Vraag 1
De omvang van de totale productie van een fabriek is afgelopen jaar met 12,5% gestegen.
In dat jaar is de gemiddelde productie per werknemer met 3% gestegen.
Vraag: effect op werkgelegenheid.
a |
Hoe zou je met ‘gewone getallen’ het aantal benodigde werknemers uitrekenen? |
b |
Bereken nu met de gegeven percentages hoeveel procent de werkgelegenheid is veranderd gedurende dit jaar. |
Vraag 2
Een onderneming wil haar prijs met 5% laten dalen.
Het bedrijf verwacht dat de omzet hierdoor met 15% zal stijgen.

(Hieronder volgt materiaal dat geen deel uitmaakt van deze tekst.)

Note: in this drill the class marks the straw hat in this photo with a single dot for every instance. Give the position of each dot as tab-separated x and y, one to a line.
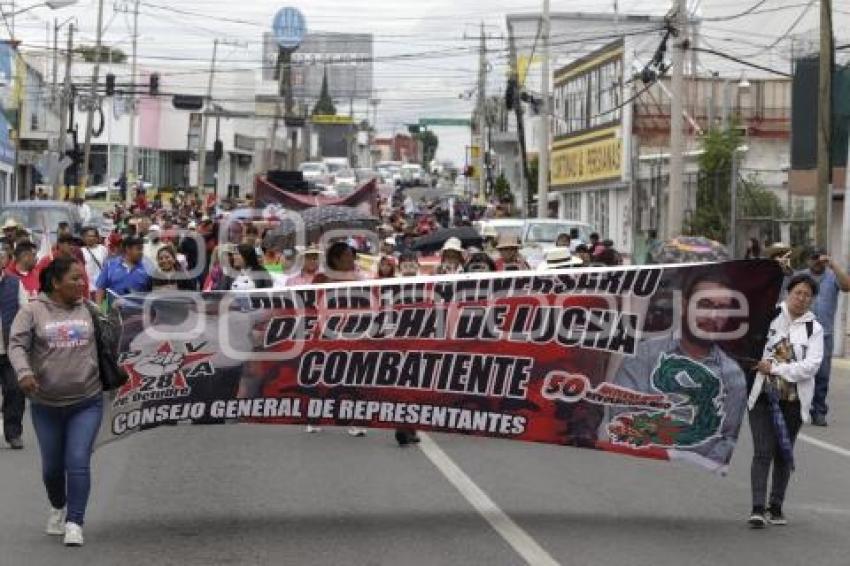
452	244
508	241
312	249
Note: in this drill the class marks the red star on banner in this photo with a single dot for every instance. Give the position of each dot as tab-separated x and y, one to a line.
179	379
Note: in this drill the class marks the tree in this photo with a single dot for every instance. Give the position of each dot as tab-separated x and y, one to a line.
430	142
89	54
713	206
502	189
533	172
325	105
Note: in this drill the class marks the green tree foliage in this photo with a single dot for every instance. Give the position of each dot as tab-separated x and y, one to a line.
430	142
714	201
325	105
711	216
89	54
502	189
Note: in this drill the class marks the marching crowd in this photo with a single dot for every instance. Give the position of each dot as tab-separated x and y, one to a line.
49	352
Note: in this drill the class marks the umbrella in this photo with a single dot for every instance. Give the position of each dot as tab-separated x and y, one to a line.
431	243
686	249
318	221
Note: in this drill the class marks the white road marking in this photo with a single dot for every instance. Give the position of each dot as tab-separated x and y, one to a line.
825	445
513	534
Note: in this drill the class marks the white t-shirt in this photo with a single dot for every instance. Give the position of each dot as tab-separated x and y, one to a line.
95	258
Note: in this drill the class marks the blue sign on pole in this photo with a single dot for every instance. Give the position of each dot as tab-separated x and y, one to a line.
289	28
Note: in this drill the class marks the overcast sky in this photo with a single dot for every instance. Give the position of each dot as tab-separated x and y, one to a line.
443	32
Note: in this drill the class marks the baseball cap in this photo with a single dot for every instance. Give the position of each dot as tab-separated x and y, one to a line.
816	251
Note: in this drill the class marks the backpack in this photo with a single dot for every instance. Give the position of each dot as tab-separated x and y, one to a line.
810	325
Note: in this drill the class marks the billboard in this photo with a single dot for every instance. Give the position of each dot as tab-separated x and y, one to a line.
588	108
346	56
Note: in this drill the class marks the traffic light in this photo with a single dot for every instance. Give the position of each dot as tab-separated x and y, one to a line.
510	94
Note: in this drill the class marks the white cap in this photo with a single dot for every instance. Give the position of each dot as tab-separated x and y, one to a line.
561	257
453	244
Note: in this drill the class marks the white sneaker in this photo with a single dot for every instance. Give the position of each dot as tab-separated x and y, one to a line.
73	534
356	431
56	522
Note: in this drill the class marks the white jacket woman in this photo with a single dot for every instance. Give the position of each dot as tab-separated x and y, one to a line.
805	335
791	359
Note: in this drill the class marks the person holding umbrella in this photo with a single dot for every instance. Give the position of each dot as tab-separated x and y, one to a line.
451	257
782	395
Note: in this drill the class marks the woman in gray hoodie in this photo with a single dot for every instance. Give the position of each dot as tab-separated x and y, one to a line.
53	350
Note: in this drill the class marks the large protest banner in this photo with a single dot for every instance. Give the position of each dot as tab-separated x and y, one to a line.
649	361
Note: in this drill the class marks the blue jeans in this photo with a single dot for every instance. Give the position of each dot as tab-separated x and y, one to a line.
66	439
819	406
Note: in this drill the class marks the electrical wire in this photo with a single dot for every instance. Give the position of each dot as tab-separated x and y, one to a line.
739	60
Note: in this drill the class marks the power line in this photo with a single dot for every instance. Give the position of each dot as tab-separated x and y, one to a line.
740	61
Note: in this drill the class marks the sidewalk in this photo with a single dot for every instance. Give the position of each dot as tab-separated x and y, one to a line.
838	430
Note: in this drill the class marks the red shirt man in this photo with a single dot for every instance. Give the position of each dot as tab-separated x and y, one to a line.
24	267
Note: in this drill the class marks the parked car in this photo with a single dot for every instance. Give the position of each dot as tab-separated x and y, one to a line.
42	215
411	175
316	174
100	191
393	171
335	165
364	175
536	235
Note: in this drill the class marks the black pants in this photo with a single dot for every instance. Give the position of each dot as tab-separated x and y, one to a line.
766	451
14	400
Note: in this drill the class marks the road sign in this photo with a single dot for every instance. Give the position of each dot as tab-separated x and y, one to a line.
289	28
463	122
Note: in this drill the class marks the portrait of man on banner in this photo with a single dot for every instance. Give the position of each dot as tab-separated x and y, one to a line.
703	387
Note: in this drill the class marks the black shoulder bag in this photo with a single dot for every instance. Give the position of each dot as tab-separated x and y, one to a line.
112	376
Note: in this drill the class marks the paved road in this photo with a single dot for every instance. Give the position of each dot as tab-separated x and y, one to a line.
275	495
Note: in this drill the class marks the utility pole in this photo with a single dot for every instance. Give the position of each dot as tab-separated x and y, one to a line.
93	95
824	126
64	100
55	59
202	143
284	63
520	125
675	191
482	116
130	164
543	151
733	212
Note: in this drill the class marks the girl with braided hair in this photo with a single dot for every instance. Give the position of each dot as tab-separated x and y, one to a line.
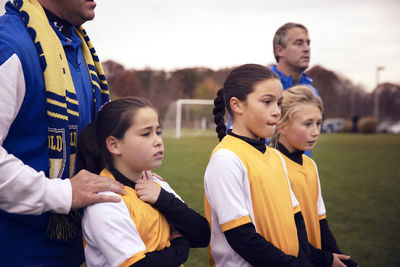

Vraag: verwachting voor afzet.
a |
Hoe zou je met ‘gewone getallen’ de afzet uitrekenen? |
b |
Bereken met hoeveel procent de afzet naar verwachting zal stijgen. |
Vraag 3
Het modale inkomen in Nederland is in de afgelopen 10 jaar met 18% gestegen.
In dezelfde periode zijn de prijzen gemiddeld met 14% gestegen.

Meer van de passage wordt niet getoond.